Sinon, comme des lions, ils m’égorgent,
ils arrachent, et nul ne délivre.

Psaume 7,1-2

La nationalité consiste en l’«adhésion» juridique à un État, l’essence même d’une appartenance dans la dignité. Le droit à la nationalité est un droit humain fondamental inscrit à l’article 15 de la Déclaration universelle des droits de l’homme.

Les personnes apatrides vivent une situation de néant juridique. La nationalité étant la porte d’entrée à une pluralité de droits de la personne, de libertés et de devoirs, les apatrides, à savoir les personnes ne jouissant d’aucune nationalité reconnue, sont en butte, à travers le monde, à de grandes difficultés et à des obstacles souvent infranchissables pour accéder au marché de l’emploi, à l’éducation, aux soins de santé, à la propriété, à la liberté de circulation et à la participation politique.

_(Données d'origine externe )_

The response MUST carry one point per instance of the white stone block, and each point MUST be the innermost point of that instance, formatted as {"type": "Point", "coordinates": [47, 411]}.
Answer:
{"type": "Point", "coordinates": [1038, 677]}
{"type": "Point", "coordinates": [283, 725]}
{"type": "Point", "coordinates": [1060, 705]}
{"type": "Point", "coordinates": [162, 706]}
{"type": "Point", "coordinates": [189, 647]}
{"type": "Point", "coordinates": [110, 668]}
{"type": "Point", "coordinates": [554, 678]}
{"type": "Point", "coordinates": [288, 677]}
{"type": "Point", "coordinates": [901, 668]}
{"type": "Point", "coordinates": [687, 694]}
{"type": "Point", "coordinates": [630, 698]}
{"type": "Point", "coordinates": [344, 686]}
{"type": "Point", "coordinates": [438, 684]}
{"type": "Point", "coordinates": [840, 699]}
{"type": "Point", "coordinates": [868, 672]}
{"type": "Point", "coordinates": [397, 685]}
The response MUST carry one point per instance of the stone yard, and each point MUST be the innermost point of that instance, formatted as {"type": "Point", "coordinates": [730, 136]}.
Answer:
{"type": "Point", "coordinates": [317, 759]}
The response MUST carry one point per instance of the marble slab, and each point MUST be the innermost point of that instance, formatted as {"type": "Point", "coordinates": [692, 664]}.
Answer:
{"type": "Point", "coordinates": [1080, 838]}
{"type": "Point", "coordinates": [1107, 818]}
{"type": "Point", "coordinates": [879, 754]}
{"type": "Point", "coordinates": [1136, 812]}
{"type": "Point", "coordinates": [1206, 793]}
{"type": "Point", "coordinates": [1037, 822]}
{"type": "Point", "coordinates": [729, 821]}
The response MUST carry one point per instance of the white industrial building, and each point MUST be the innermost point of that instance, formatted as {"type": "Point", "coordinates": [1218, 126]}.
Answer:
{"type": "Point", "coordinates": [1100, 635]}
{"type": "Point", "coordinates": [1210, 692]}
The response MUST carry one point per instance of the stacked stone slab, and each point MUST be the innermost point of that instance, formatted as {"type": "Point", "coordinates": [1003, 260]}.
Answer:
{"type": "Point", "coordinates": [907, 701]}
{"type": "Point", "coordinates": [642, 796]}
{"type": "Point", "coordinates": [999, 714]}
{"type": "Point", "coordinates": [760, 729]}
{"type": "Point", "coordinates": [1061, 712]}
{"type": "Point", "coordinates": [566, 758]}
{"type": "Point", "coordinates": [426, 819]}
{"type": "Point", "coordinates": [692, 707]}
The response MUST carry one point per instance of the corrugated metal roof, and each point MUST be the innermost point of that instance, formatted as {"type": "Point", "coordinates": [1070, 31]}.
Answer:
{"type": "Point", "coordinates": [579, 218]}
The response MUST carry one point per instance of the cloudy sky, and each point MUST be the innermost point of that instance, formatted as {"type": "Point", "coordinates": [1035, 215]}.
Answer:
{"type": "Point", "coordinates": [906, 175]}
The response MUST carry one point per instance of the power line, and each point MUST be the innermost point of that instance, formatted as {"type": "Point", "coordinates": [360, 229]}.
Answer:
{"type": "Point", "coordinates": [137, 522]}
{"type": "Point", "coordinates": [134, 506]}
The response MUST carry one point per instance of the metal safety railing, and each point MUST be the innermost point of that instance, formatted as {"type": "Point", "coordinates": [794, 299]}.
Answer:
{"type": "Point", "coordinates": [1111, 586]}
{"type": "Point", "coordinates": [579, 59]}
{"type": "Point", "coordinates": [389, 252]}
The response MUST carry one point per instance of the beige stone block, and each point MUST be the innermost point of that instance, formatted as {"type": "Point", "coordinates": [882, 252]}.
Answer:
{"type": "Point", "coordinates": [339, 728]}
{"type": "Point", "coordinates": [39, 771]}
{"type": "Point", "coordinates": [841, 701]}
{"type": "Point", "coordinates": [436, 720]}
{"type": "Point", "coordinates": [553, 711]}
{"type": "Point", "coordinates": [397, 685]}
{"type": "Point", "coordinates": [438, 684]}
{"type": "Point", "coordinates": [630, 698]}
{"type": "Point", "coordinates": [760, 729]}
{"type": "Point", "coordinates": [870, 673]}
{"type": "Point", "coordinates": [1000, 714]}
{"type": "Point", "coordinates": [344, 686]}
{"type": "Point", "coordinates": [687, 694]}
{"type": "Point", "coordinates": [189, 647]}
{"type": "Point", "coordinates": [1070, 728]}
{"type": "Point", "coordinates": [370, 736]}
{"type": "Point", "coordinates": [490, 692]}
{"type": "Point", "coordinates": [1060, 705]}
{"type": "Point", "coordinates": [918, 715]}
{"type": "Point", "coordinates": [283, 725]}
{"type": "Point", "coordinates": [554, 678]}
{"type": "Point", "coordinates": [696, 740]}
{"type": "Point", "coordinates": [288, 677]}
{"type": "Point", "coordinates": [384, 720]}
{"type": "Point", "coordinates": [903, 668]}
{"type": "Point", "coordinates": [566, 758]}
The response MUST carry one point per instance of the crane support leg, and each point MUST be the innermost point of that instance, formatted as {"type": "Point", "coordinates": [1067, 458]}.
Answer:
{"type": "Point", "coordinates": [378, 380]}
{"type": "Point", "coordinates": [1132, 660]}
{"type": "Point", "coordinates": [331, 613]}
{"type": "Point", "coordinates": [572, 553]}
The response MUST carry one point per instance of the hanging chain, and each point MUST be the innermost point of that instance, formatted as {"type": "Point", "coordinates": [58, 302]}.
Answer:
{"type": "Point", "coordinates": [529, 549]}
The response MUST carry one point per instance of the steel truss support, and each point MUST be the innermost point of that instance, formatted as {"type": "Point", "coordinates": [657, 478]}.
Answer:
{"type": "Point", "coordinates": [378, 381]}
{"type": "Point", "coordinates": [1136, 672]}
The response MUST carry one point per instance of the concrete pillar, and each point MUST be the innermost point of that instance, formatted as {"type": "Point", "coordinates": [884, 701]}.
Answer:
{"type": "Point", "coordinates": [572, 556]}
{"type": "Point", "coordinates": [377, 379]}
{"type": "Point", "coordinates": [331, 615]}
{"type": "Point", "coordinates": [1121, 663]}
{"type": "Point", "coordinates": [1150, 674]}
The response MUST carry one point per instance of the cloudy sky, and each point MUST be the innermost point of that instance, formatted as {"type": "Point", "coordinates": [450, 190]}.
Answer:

Les personnes apatrides sont également confrontées à des risques plus élevés de traite des êtres humains et d’autres formes d’exploitation, et vivent bien souvent dans l’insécurité et la peur constante de se faire arrêter, d’être incarcérées ou physiquement expulsées, faute de posséder des papiers officiels. Plus d’un tiers des apatrides dans le monde sont des enfants, et dans les 20 pays comptant le plus d’apatrides, naissent chaque année environ 70 000 enfants dépourvus de nationalité.

L’apatridie peut être le résultat de différents facteurs: succession d’État, discriminations fondées sur le genre et/ou la race figurant dans les textes de loi relatifs à la nationalité, obstacles administratifs, non-enregistrement des naissances ou absence de document national d’identité. Les risques d’apatridie augmentent souvent en cas de déplacement forcé et de migration.

Ces dernières années, nous avons constaté une augmentation des discours et politiques ethnonationalistes, racistes et xénophobes à l’échelle planétaire. Nous avons vu des responsables politiques et des groupes attiser les sentiments populistes et retourner les angoisses portant sur la sécurité nationale et la prospérité économique contre les groupes minoritaires en général, voire défendre des idéologies de supériorité raciale dans certains cas. De telles évolutions engendrent des effets discriminatoires sur l’accès à la nationalité de certains groupes ou individus.

Selon le Haut Commissariat des Nations Unies pour les réfugiés (HCR), plus de 75% des millions d’apatrides dans le monde appartiennent à des groupes minoritaires. L’histoire montre qu’à différentes époques et dans différents endroits du monde, les États ont utilisé l’accès à la citoyenneté et la privation de nationalité comme outils de discrimination pour opprimer des populations entières en raison de leur ascendance, de leur couleur, de leur ethnicité ou de leur religion.

À mi-parcours de la campagne lancée par la communauté internationale pour mettre fin à l’apatridie sur la période 2014-2024, les efforts déployés ne sont pas suffisants pour éliminer cette menace à la dignité et aux droits de la personne. Véritable camouflet à ces efforts, en début d’année, une publication du registre national des citoyens de l’État indien d’Assam a exclu pas moins de 1,9 million de personnes, exposant bon nombre d’entre elles, sans autre nationalité, à un risque élevé d’apatridie.

Par conséquent, Le Comité exécutif du Conseil œcuménique des Églises, réuni à Bossey, en Suisse, du 20 au 26 novembre:

Reconnaît que l’apatridie et l’incapacité de garantir à chaque être humain l’exercice du droit à la nationalité constituent un déni des droits fondamentaux et de la dignité de millions de personnes dans le monde.

Réaffirme le rôle des Églises pour porter la voix des apatrides à travers le monde, et rendre visibles celles et ceux que l’apatridie a rendu-e-s invisibles.

Encourage les Églises membres à faire usage de leur témoignage prophétique pour sensibiliser l’opinion à la situation des apatrides vivant dans leurs pays respectifs et dans le monde, et à plaider en faveur du droit fondamental à la nationalité et de l’élimination de l’apatridie.

Appelle les Églises membres et les partenaires œcuméniques à ouvrir le dialogue avec les États afin de s’assurer de l’adoption de politiques qui confèrent une nationalité et délivrent des documents d’identité aux apatrides.

Exhorte les Églises, la société civile, les organismes de défense des droits de la personne, les agences des Nations Unies et les organisations régionales à collaborer en vue de réduire et d’éradiquer concrètement l’apatridie.

Demande au secrétaire général de continuer à plaider en faveur des droits fondamentaux des apatrides en tant que priorité des programmes du COE.